Among the most interesting of these ancestral integrations is one that is represented in our data set by three viral sequences from a Maasai Kenyan, a Pakistani, and Native American. Because the common ancestor of these three people existed before humans emigrated from Africa, we can infer a minimum age for this integration. This interpretation depends on accurate ethnicity information, which we are confident of in this case as all three of these individuals are from well-documented reference panels of projects investigating the population genetics of these groups. The Native American is a reference individual used in a South American study on the influences on physical appearance (Chacón-Duque et al. 2018), the Pakistani sample is from the HGDP-CEPH human diversity reference panel (Bergström et al. 2020), and the Maasai Kenyan is from the international HapMap project (Pemberton et al. 2010). We can therefore be confident that an integration of HHV-6 into anatomically modern humans occurred at least 50–100,000 years ago (Nielsen et al. 2017), which is consistent with the results of the dating analysis, in that all our age estimates are older than 50,000 years.

Calculating the age of the hypothesized OoA integration using the phylogenetically estimated rate of 1×109 or our arbitrary higher value of 2×109 offered a plausible time of integration. Using the 0.5×109 rate based on observed intergenerational SNPs results in an estimate of nearly 350,000 years which would predate the emergence of modern humans. Alternatively, this could be an indication that the true rate of iciHHV-6 is >0.5×109.

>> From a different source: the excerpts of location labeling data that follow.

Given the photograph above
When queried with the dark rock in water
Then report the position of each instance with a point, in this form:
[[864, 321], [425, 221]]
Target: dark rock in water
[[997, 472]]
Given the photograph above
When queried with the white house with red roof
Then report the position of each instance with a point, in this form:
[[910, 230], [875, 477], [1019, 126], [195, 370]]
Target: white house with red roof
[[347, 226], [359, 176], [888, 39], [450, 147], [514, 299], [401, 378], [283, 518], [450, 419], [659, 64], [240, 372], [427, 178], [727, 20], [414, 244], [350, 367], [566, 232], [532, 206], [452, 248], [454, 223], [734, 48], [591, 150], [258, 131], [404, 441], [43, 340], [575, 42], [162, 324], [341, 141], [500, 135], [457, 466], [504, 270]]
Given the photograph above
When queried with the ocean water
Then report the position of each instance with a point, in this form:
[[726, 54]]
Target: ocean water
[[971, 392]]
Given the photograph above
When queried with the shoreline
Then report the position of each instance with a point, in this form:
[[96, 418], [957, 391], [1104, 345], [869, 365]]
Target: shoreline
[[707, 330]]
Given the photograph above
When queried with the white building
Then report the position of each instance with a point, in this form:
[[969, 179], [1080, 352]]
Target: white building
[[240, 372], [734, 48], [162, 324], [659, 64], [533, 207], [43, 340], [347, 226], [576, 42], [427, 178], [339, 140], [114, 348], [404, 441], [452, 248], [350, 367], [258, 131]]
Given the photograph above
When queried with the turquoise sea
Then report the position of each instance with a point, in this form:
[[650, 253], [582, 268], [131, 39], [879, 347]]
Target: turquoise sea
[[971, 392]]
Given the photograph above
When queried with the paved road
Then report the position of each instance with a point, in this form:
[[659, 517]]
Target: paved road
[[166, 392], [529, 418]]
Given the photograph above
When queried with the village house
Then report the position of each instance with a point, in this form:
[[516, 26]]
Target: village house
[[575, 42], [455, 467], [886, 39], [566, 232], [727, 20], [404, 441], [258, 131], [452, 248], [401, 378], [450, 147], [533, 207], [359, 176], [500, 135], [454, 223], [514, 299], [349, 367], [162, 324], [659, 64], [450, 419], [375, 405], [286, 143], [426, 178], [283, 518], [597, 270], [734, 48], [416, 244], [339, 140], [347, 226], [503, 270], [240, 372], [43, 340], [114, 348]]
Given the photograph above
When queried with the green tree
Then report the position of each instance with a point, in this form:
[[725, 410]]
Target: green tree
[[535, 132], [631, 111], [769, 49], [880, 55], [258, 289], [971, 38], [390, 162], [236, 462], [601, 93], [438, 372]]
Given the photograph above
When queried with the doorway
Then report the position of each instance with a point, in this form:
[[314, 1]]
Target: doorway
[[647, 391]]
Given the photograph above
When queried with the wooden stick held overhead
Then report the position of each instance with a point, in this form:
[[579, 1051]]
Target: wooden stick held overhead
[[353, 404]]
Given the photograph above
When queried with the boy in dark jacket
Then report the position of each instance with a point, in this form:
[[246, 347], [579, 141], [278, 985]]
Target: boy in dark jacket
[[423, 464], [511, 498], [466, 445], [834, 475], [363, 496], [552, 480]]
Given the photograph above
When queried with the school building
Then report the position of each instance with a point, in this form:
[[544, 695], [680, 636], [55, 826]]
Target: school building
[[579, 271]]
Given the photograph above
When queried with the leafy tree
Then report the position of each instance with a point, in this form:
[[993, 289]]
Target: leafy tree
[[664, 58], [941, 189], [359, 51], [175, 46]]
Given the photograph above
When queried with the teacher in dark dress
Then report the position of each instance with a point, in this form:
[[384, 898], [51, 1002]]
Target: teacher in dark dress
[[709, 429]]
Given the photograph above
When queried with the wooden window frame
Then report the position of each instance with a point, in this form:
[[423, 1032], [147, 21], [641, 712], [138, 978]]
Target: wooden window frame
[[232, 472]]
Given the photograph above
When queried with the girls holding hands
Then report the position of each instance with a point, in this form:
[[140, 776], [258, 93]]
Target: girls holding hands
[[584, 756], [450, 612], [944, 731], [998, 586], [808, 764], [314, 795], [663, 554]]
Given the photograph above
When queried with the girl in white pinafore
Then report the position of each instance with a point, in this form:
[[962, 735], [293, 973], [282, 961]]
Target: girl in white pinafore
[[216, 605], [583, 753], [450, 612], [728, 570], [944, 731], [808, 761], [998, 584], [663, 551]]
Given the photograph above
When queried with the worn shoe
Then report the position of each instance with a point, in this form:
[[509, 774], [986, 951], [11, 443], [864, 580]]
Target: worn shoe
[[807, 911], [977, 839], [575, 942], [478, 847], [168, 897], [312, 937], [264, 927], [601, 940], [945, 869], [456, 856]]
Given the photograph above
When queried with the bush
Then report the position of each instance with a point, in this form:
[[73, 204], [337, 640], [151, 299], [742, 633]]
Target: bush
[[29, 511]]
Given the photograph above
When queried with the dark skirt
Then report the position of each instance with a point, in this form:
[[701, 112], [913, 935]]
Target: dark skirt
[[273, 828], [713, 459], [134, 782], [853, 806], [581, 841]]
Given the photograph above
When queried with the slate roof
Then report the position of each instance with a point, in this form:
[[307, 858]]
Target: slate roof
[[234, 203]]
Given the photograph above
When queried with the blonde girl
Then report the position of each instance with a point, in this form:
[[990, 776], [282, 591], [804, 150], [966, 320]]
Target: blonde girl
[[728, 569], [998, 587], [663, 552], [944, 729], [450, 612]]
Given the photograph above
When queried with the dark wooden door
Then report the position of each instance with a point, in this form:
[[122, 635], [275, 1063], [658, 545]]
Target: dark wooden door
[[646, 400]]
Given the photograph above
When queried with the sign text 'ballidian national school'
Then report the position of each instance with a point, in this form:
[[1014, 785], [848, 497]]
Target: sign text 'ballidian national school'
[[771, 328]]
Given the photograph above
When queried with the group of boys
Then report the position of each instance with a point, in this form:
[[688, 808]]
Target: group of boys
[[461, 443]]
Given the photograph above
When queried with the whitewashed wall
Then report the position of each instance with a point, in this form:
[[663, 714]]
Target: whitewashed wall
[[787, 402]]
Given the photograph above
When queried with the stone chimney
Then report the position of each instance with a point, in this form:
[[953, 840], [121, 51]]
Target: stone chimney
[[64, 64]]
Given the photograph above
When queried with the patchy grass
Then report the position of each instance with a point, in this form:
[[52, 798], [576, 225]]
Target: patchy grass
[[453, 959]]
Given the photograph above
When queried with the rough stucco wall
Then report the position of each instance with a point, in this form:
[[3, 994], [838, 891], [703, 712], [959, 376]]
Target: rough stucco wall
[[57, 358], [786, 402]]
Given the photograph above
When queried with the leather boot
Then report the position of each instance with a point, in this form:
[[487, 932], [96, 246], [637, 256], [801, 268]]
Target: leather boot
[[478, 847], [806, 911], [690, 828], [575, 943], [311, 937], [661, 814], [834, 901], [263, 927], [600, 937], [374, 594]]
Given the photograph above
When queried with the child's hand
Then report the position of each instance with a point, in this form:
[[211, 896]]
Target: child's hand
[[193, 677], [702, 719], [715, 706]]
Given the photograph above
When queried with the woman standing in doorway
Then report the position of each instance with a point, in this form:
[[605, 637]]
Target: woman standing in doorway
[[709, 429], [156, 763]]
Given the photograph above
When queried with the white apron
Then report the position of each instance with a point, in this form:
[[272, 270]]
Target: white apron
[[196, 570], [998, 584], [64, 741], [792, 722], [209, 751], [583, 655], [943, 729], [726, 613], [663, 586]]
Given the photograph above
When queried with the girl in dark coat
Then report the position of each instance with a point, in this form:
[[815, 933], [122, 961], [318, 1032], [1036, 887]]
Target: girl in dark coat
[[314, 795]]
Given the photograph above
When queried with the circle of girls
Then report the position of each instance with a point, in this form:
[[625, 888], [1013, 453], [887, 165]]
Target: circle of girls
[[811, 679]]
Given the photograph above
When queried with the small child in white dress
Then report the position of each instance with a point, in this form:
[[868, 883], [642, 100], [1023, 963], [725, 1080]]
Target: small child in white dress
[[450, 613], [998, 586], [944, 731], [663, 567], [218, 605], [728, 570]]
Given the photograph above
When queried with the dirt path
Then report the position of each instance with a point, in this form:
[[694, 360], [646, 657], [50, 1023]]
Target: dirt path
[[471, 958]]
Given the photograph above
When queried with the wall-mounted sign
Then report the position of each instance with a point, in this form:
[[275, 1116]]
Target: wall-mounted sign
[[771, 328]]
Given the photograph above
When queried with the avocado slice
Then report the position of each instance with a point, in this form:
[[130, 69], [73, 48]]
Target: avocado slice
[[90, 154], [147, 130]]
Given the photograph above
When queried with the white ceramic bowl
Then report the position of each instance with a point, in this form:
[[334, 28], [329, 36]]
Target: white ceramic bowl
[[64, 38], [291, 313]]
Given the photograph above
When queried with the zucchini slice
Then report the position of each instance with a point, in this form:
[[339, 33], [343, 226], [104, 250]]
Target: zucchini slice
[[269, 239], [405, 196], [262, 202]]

Identifying the chromosome in which the inherited virus is integrated is a precursor to a wide range of unanswered questions about HHV-6 integration as a human genetic structural variant, such as whether there is a bias for some chromosomes over others or if there are particular phenotypes associated with specific integrations. Although FISH is a relatively reliable method to locate the endogenous virus, it is expensive and time consuming to perform routinely, especially in a clinical setting. Using our rigorous phylogenetic reconstruction allows us to predict the chromosomal location of the virus based on its sequence without performing FISH for every sample, once a certain number of individuals of the clade have been confirmed by FISH. For instance, we can predict with confidence the integration site of individuals bearing clade B8 endogenous HHV-6B (fig. 3), for which terminal chromosome 17p has now been shown to be the cytogenetic locus in seven individuals by FISH. Moreover, there are eight members of this clade derived from parent–offspring pairs, undoubtedly the same integration. Similarly, we have corroborated the chromosome for at least two sequences in clades A2, A3, B4, B5, and B6, as well the small clade consisting of two Kenyan samples and heart disease cohort 23. Therefore, including the inferences, we can make from the tree, we can assign a chromosomal location for 140 different endogenous HHV6 sequences, 79% of all the iciHHV-6 included here.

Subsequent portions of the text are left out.